About a week ago I decided to attend a local women’s show. It is an annual event and a pretty big deal in Springfield, sponsored by one of the local radio stations. I have never been before, but I wanted to check it out and see if it would be a good event to participate in next year.
The idea is pretty simple. Basically it is a big expo hall filled with booths of businesses and seminars dedicated to things that might be of interest to women. Since we know all women don’t think alike, you can imagine that the booths were pretty varied. I saw Tupperware, Mary Kaye, a martial arts studio, jewelry, someone selling pink tools and comedian Yakov Smirnoff. That was really just the tip of the iceberg. I mean, there was something for everyone.
There was one industry I felt was slightly over represented. I bet you can’t guess which one? It almost felt like a requirement that every 4th booth was from the diet and weight loss industry. Every major and minor player was represented, plus one or two I have never heard of. Some were giving out samples. Others were trying to sell the latest diet supplement and get you to sell them too. My favorite was the lady that said their miracle product helped her lose 11 lbs in a week. Best of all, she said, the fat can never ever come back.
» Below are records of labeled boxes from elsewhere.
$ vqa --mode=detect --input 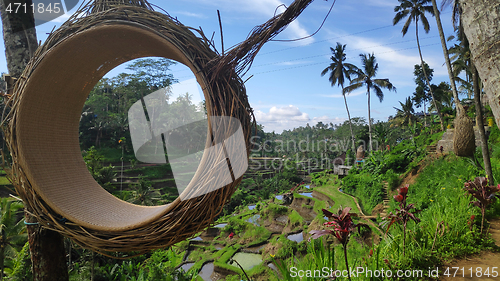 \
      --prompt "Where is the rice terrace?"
[0,0,500,281]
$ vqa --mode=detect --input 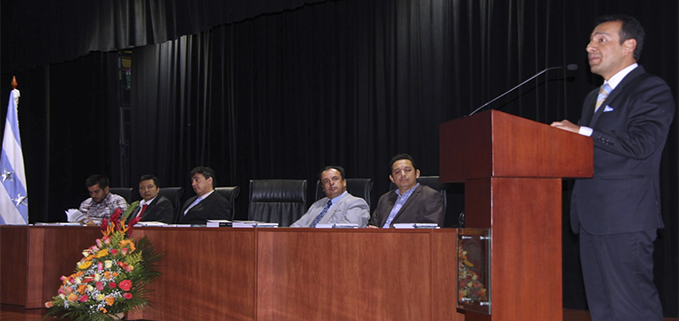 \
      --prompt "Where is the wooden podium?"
[440,110,593,321]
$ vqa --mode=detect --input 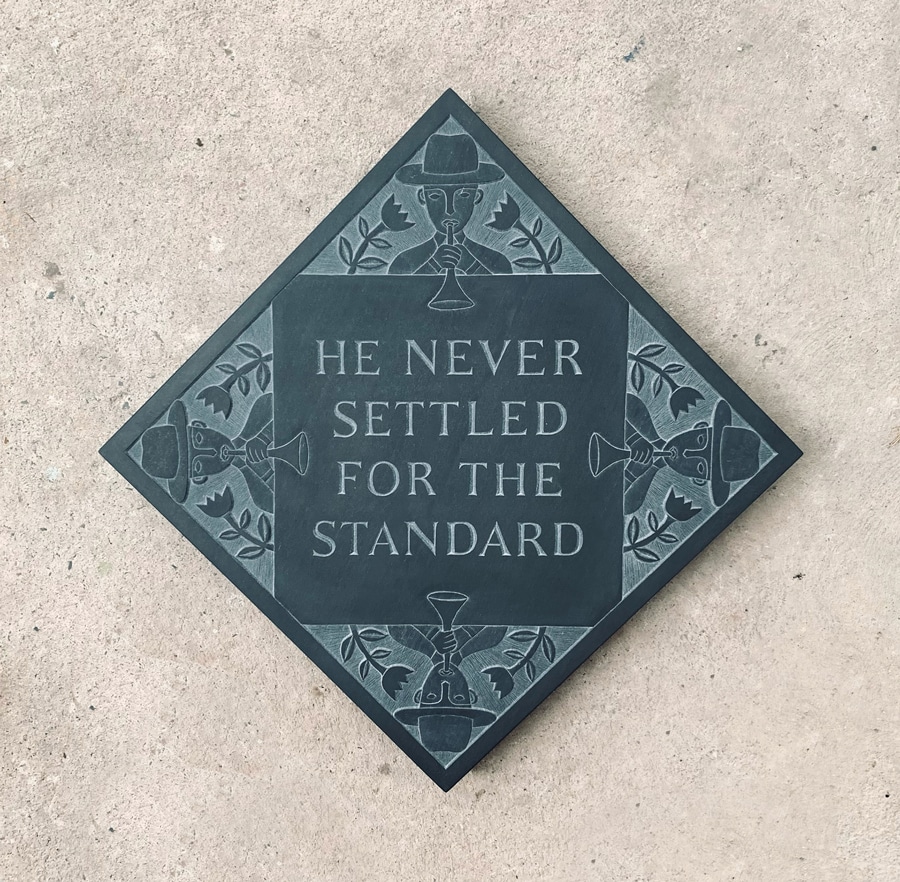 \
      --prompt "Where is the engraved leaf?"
[547,236,562,263]
[628,515,641,545]
[509,631,537,643]
[541,634,556,664]
[631,361,644,392]
[381,665,414,700]
[338,236,353,266]
[356,257,387,269]
[238,343,262,358]
[359,628,387,643]
[256,514,272,542]
[256,361,272,392]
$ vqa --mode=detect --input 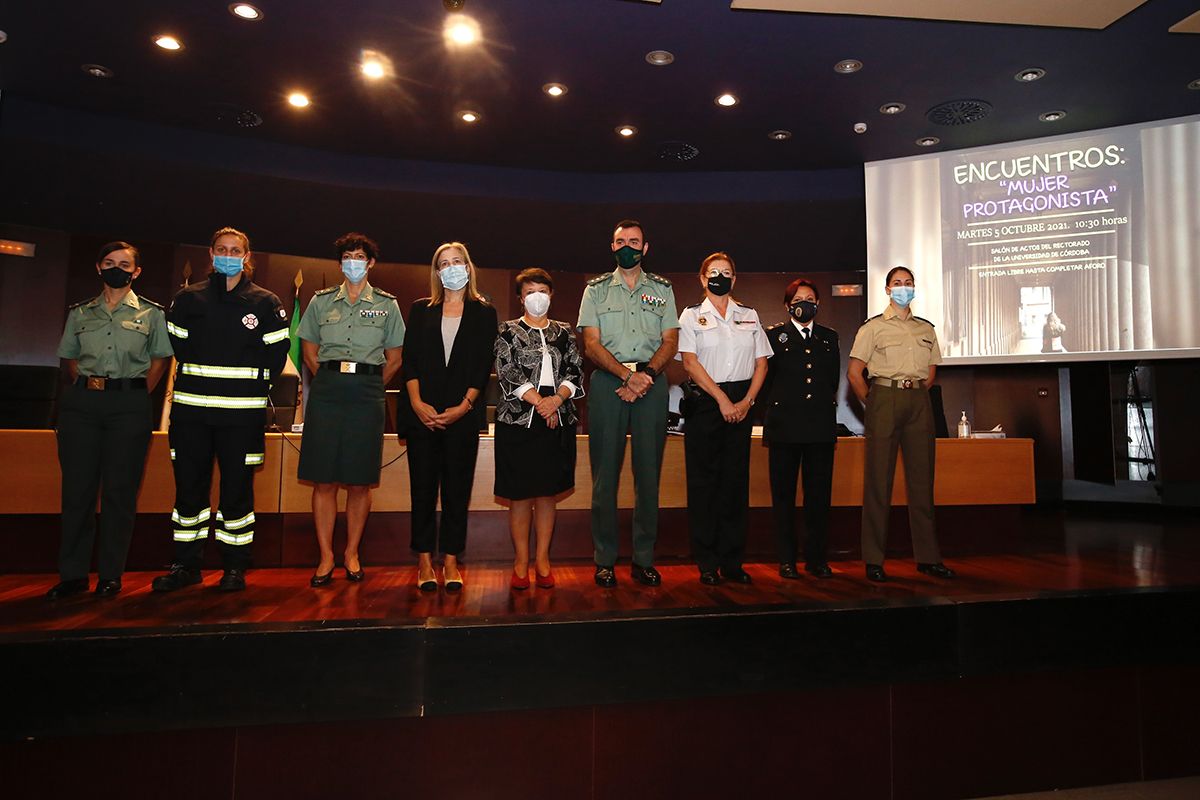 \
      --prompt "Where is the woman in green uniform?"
[299,233,404,587]
[47,241,172,600]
You can only imagine how difficult it was for me to hold my tongue at times, especially the last one. Really? Your miracle cure can guarantee that the fat will never come back? If that’s the case I think the inventor should get a noble prize. My friend that I was with made a good point to try to help calm my indignation. She said most of these people are sales people who don’t know better. They have been given information that they believe to be true and they are passing it on to do their job.
She made sense, but I still don’t like people spreading half truths and misinformation. These sales pitches are part of the problem. People who really want to lose weight, who don’t feel good about themselves, see these products as the answer to their prayers. They spend a lot of money on these products and programs. Some of them see results for a time, but eventually stop their program and go back to “normal”. When that happens the weight comes back and they feel like failures.
The problem is they are not the failures. An industry that feeds on desperation is what has failed them.
I see it all the time and the women’s show is a great example. So many women in one place and the majority of them overweight. I am willing to bet they have all tried some fad at one point or another. Yet they are still unhealthy and unfit. I talk to women who have tried so many things, either to not see results or to happily lose and then unhappily gain the weight back.
I decided to become a personal trainer because I have been there myself. I tried various fads before I figured out the truth about living healthy and fit. I know the frustration, disappointment and feeling like a failure. I want to give people the information they need to walk away from the “pills and potions” and start living a healthy and fit life full of happiness, confidence and empowerment.
I think next year I will have a booth at the show. I’ll be one more voice in the crowd, but hopefully I can be the loudest and the clearest.